Ao lado da redução de riscos de interferência política, dois objetivos eram importantes:  a) gerar caixa para pagar a imensa dívida da Petrobras; e  b) melhorar a eficiência dos recursos, realocando capital para investimentos, em que a companhia é a dona natural, como a exploração de petróleo em águas profundas, onde tem rentabilidade elevada, desinvestindo simultaneamente em ativos que outros podem extrair maiores retornos e, assim, incentivos para investir em expansão.

A equipe de estratégia da Petrobras desenvolveu um plano para o desinvestimento de metade da capacidade de refino da empresa, compreendendo oito refinarias. Para mitigar os riscos futuros, foi firmado com o Conselho Administrativo de Defesa Econômica (Cade) um termo de cessação de conduta em junho de 2019.

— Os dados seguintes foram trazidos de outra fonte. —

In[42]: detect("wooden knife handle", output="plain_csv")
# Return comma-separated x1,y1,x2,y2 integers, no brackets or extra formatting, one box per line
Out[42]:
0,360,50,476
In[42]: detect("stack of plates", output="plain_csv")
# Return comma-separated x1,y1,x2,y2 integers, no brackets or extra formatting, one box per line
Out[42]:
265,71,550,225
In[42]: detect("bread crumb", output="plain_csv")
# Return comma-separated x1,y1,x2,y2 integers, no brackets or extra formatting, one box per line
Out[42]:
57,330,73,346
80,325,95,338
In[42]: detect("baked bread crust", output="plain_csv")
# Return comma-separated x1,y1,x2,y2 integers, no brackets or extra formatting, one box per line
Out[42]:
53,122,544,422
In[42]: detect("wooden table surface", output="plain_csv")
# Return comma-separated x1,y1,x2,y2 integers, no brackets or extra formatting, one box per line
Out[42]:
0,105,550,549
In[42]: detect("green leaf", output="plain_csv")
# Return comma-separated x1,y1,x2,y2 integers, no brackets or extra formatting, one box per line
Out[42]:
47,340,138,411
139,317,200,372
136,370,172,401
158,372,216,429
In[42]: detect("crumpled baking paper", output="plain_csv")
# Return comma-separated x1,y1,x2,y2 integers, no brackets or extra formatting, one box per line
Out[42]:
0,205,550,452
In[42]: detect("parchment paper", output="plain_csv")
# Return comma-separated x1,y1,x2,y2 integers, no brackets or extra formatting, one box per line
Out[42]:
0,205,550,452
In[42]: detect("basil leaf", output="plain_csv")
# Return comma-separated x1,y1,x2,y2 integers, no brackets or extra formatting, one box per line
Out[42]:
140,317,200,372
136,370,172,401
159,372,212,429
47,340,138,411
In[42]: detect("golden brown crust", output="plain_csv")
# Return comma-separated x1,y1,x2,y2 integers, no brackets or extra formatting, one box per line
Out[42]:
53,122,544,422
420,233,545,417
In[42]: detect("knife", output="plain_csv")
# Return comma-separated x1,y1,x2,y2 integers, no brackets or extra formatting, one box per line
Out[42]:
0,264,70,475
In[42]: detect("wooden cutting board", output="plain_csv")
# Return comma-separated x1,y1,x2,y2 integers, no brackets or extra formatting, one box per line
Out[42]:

A caminhada para o desinvestimento da RLAM foi longa, de 30 meses, e desafiadora, exigindo planejamento, trabalho em equipe, coragem e persistência para superar múltiplos obstáculos. 

As refinarias estatais são tratadas como ícones pelos defensores da presença do Estado na economia, fonte de oposição externa e interna à sua privatização. 

Ações judiciais levaram a dois julgamentos pelo Supremo Tribunal Federal (STF) em 2019 e 2020. A Petrobras foi vitoriosa em ambos – outro resultado simplesmente cancelaria o plano. 

Fez parte dos desafios lidar também com as ameaças de greve, as abomináveis fake news e as denúncias mentirosas.

Internamente, o esforço de comunicação acabou por convencer a maioria de que a privatização não significaria desmonte nem demissões em massa, seria benéfica para a Petrobras e para o Brasil.

Os novos donos precisariam dos serviços dos empregados da Petrobras, teriam estímulos para investir e a competição os impediria de estabelecer preços acima do mercado. Não venderíamos o ativo para aventureiros, somente para investidores qualificados, com capacidade financeira, conhecimento e compromisso com o Brasil.

As refinarias, ativos da Petrobras, foram alvo de trabalhoso processo de carve-out, removendo-as da estrutura da companhia, dando origem a oito novas companhias, livres de eventuais riscos da holding.

As etapas do processo acordado com o Tribunal de Contas da União (TCU) foram rigorosamente obedecidas, requerendo diálogo contínuo e zelo para evitar retrocessos. Não foram poucas as aprovações obtidas dos órgãos de governança da companhia e do Conselho de Administração (CA), que se aprofundou nas análises e apoiou a diretoria.

Foram vencidas todas as etapas, a Petrobras convidou mais de mil investidores, assinou dezenas de acordos de confidencialidade com interessados em ter acesso aos dados, recebeu ofertas de compra não vinculantes em novembro de 2019 e finalmente as vinculantes em junho de 2020. Depois de longa negociação para acertar detalhes contratuais, a Mubadala foi declarada vencedora. 

Para a aprovação pela governança da Petrobras, em adição às análises internas foram apresentadas avaliações de três bancos internacionais, parecer jurídico de advogados externos e pareceres técnicos da Fundação Getulio Vargas e da consultoria IHS Markit, e documentos foram disponibilizados para o TCU e para a Controladoria-Geral da União (CGU).

Depois da assinatura do acordo de compra e venda em março de 2021, a transação foi auditada pelo TCU e aprovada pelo Cade. 

Esta jornada agora se encerra com o fechamento da transação, a transferência da RLAM – agora com seu nome original de Refinaria de Mataripe – juntamente com a infraestrutura de logística, terminais e dutos para a propriedade da Mubadala por US$1,65 bilhão. 

É um marco histórico, de cuja construção me orgulho de ter participado, apoiado pela equipe guerreira e competente da gestão de portfólio da Petrobras.

É motivo de felicidade que o comprador seja uma empresa global, com parcerias e investimentos em várias áreas, inclusive em petróleo e combustíveis, negócio bem conhecido por um investidor árabe. A Mubadala possui ampla presença no Brasil, onde tem investido significativo volume de capital, alocado principalmente em negócios de energia e infraestrutura. 

As perspectivas para a RLAM não poderiam ser melhores.